Saying that labor market conditions have improved, unemployment is down, household spending is up and that inflation has held below 2%, the Federal Reserve has decided to complete the wind-down of its quantitative easing bond-buying program designed to prop up the U.S. economy.
As of September, the Fed was adding to its holdings of agency mortgage-backed securities (MBS) at a pace of $5 billion per month and to its holdings of longer-term Treasury securities at a pace of $10 billion per month, but as of this week, it will no longer be purchasing those assets.
Now, the Federal Open Market Committee will focus on its existing policy of ‘reinvesting principal payments from its holdings of agency debt and agency mortgage-backed securities … and of rolling over maturing Treasury securities at auction.’ This, in turn, ‘should help maintain accommodative financial conditions,’ committee members said in a statement.
Meanwhile, everyone in the mortgage industry is holding their breath to see if and when the Fed will move to raise short-term interest rates. Federal Reserve Chairman Janet Yellen has pledged that the Fed will keep interest rates low for a ‘considerable time’ after the bond-buying program ends.
‘The committee anticipates, based on its current assessment, that it likely will be appropriate to maintain the zero to 0.25 percent target range for the federal funds rate for a considerable time following the end of its asset purchase program this month, especially if projected inflation continues to run below the committee's 2% longer-run goal and provided that longer-term inflation expectations remain well anchored,’ committee members said in the release.
In determining whether to raise short-term rates, the Fed will consider a range of factors, including labor market conditions, inflation and other financial developments.
‘However, if incoming information indicates faster progress toward the committee's employment and inflation objectives than the committee now expects, then increases in the target range for the federal funds rate are likely to occur sooner than currently anticipated,’ the committee members warned. ‘Conversely, if progress proves slower than expected, then increases in the target range are likely to occur later than currently anticipated.’

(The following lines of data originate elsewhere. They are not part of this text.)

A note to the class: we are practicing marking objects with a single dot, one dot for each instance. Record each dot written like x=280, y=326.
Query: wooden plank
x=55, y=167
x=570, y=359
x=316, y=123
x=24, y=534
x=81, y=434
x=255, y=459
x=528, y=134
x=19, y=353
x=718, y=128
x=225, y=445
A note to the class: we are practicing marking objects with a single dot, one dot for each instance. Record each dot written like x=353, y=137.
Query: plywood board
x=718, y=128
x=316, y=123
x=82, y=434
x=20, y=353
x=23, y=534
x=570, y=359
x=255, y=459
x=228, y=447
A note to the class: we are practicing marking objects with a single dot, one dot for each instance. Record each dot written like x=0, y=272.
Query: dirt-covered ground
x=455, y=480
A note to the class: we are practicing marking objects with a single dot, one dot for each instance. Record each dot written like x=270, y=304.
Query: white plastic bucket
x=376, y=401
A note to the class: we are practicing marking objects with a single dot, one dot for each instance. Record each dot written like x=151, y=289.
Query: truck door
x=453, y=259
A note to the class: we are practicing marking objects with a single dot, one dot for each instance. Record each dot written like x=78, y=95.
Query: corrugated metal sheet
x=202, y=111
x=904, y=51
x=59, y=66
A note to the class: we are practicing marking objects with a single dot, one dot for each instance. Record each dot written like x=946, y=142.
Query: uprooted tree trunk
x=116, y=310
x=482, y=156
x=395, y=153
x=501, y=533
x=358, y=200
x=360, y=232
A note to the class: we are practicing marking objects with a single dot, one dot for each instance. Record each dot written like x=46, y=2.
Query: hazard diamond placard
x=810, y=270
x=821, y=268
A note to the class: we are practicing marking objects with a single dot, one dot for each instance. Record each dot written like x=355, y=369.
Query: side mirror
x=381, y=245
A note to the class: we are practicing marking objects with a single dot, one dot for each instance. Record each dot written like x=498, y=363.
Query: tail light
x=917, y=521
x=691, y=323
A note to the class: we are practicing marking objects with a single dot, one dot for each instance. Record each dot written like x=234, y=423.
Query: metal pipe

The only committee member to vote against the conclusion of the bond-buying program was Minneapolis Fed President Narayana Kocherlakota, who said that with low inflation expectations, the Fed should commit to keeping rates low "at least until the one-to-two-year ahead inflation outlook has returned to 2 percent and should continue the asset-purchase program at its current level."
In total, the Fed's asset-purchase program, which started in November 2008, has added $4 trillion to its balance sheet. The latest round, announced in September 2012, with monthly purchases of $85 billion in Treasuries and MBS, added $1.66 trillion alone. The Fed started the wind-down in January 2014, cutting its purchases by $10 billion per meeting.